Tips for increasing financial well-being
Whether you feel overwhelmed by your finances and don’t know where to start, or you think things are pretty good but you’d like to make them better, it’s never too late to make a change.
Here are some tips and techniques to start improving financial well-being.
1. Spend less than you earn
Think about three big categories of money: spending for today, saving for the future and giving to the causes and organizations that matter to you and your family. When we spend less than we earn, we create the space to save and to give to others. Note: spending includes debt repayment!
2. Do the math
No one tool is best, but most of us could use a little help in making a budget, revising it as needed and tracking spending. Use what works for you, whether that’s a spreadsheet, an app, financial software or a pencil and paper. The best tools are the ones you use.
3. If possible, don’t do it alone
If you have a spouse or partner, work to be sure you are on the same page with financial decisions. Financial stress can be a significant source of tension in relationships. If you’re single, could you have a low-budget finance date or breakfast with a friend to compare notes?
And if you have kids, bring them into money conversations in age-appropriate ways.

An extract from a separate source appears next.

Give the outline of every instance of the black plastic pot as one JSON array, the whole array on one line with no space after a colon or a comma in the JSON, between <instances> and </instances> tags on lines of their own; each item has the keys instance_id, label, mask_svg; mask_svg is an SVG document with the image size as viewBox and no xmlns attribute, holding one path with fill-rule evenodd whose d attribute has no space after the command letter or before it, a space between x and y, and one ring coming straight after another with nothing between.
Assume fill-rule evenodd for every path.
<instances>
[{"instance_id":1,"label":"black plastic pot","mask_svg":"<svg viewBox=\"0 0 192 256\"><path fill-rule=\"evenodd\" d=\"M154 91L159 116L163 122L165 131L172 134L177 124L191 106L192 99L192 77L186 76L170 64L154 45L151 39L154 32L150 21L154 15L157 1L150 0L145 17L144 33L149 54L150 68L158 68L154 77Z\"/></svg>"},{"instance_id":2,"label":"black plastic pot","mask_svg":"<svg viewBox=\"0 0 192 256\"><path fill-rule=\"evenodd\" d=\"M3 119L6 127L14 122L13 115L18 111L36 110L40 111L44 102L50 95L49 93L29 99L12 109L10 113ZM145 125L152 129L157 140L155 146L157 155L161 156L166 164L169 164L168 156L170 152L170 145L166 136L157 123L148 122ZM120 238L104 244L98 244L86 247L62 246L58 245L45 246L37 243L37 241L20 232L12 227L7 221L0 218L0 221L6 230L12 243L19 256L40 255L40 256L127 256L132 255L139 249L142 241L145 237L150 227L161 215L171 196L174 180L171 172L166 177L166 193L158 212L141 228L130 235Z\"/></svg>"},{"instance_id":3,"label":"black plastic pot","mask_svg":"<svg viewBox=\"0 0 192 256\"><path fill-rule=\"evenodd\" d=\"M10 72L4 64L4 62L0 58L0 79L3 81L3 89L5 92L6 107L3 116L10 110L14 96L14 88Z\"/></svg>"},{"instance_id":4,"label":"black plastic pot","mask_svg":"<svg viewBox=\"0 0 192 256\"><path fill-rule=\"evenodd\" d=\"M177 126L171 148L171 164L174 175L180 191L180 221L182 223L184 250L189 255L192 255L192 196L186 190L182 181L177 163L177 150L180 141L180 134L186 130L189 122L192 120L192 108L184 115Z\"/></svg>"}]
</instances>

Research is showing parents can be important, positive financial role models for their children.
4. Save off the top
Arrange to have a set amount come out of your chequing account and go into a savings account each payday. Revise the amount as your pay changes over time. Aim to have three to six months worth of expenses in savings to cover emergencies. Investigate tax-free savings accounts and registered retirement savings plans for longer-term financial goals.
5. File that tax return
Even if you don’t owe taxes, file that return!
Filing is the only way to get refundable tax credits. Even if you don’t get a sunshine getaway this year, if you’re responsible and proactive right now, a piece of that serenity will be within reach through your ongoing wellness — and the occasional well-planned splurge.